4 / 12
本編
3
しおりを挟むステファニアは外套を羽織り、飴色の髪をフードで隠して外に出た。
城下は、魔王討伐後の初めての式典にかつてない盛り上がりを見せていた。
普段はお目にかかることのない異国の商人が持ってくる品物に人々は夢中。
賑わう街は幼いステファニアの理想そのものだった。
どこもかしこも生きる希望に満ち溢れている。
世界中に多くの傷を作ってできた今がある。
ステファニアはその光景に目を細めた。
──間違っていないんだよな
そして自分に言い聞かせる。
その時、貴族の付き添いなのか、軽装の護衛とすれ違った。
しっかりとした肩幅に、ちょっとではびくともしないような力強い足腰。
周りを見れば、彼だけではない制服を着た騎士や、近衛兵などがちらほらと姿を見せていた。

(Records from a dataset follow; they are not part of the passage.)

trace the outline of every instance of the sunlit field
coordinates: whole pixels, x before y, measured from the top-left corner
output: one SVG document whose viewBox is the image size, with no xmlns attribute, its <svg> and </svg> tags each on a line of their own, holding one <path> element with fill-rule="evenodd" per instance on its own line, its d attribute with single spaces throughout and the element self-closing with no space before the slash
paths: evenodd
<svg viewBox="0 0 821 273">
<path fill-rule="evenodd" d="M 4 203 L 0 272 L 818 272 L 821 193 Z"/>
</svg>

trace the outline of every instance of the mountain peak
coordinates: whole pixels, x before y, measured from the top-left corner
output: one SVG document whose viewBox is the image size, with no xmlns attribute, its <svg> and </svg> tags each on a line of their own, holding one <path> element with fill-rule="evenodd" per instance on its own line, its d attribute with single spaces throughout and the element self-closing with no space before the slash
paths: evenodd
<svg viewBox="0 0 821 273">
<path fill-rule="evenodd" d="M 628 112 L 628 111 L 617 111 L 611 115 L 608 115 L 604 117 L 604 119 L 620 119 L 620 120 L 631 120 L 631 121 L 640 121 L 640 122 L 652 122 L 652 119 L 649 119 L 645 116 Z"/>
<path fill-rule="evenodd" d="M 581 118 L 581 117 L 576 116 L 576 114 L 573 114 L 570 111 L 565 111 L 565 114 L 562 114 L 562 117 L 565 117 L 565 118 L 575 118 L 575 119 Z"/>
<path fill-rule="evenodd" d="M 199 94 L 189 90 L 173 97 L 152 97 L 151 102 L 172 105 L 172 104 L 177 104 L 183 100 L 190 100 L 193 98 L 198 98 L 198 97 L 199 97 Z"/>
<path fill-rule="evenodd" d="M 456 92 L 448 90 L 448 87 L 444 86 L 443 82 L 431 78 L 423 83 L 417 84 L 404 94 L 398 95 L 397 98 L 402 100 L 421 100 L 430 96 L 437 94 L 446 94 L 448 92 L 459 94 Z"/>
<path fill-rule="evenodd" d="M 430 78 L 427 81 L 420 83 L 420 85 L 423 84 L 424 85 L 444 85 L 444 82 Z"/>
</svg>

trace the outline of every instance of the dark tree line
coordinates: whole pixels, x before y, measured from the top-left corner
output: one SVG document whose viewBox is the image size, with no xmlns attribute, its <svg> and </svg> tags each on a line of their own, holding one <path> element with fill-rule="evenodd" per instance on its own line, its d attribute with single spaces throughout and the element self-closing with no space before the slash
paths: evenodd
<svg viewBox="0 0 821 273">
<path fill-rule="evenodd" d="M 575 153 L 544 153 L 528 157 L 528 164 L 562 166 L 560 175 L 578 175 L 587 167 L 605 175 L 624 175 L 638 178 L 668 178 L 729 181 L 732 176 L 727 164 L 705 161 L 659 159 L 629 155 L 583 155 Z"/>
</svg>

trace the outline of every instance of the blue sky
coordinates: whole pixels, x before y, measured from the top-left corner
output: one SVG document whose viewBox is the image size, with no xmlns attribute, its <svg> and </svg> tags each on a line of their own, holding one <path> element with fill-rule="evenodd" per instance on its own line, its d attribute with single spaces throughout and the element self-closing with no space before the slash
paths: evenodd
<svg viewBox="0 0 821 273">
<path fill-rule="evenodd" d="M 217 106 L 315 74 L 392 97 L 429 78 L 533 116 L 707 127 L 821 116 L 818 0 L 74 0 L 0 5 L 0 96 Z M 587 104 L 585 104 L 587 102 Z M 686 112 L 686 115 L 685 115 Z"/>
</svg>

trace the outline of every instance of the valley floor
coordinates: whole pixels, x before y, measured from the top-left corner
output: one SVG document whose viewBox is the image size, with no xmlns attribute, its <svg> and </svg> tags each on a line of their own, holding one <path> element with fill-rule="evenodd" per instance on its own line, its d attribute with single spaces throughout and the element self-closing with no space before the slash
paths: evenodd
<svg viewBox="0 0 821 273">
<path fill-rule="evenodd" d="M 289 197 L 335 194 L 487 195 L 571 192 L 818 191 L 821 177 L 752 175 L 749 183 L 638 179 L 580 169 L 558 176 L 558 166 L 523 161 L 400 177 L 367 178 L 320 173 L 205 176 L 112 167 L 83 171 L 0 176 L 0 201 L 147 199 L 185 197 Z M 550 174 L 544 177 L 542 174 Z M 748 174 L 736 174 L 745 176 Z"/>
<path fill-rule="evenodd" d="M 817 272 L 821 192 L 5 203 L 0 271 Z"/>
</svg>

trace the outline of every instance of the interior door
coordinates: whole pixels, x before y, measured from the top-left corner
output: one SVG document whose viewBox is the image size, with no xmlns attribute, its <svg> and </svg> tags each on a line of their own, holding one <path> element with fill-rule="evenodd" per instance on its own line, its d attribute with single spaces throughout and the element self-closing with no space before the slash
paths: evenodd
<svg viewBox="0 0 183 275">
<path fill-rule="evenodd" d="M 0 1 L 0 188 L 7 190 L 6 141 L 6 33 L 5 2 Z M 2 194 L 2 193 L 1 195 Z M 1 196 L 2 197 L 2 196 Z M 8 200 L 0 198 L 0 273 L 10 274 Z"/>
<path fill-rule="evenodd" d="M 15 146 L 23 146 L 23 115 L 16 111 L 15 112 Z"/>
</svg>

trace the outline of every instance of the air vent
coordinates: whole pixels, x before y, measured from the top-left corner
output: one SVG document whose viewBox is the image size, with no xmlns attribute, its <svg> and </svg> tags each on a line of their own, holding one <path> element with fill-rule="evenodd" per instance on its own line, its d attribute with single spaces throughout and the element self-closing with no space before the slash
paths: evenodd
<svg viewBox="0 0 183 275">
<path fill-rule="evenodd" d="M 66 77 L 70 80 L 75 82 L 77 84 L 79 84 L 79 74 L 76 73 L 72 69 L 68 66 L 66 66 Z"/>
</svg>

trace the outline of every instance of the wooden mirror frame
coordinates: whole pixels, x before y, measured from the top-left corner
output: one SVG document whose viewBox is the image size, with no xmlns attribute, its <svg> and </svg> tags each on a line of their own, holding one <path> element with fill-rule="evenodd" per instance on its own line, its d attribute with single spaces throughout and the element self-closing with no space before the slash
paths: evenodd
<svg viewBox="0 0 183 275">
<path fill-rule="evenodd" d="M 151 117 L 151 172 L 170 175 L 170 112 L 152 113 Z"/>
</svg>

ステファニアは己の格好を見下ろし、男装とも呼べないような自分に思わずため息をついた。
そして細くなった己の左手首を見つめる。
──きっと、剣を振るう事などないだろうな。魔力だって必要のない生活だ
結婚式の後に行う戴冠式など名ばかりで、女王であっても実質の権力を握るのは夫であるジャコモとその生家。
彼の家はこの国では王家よりも古い名家で、祖先には英雄として語り継がれている者もいる。国民だけでなく貴族の信頼も厚い。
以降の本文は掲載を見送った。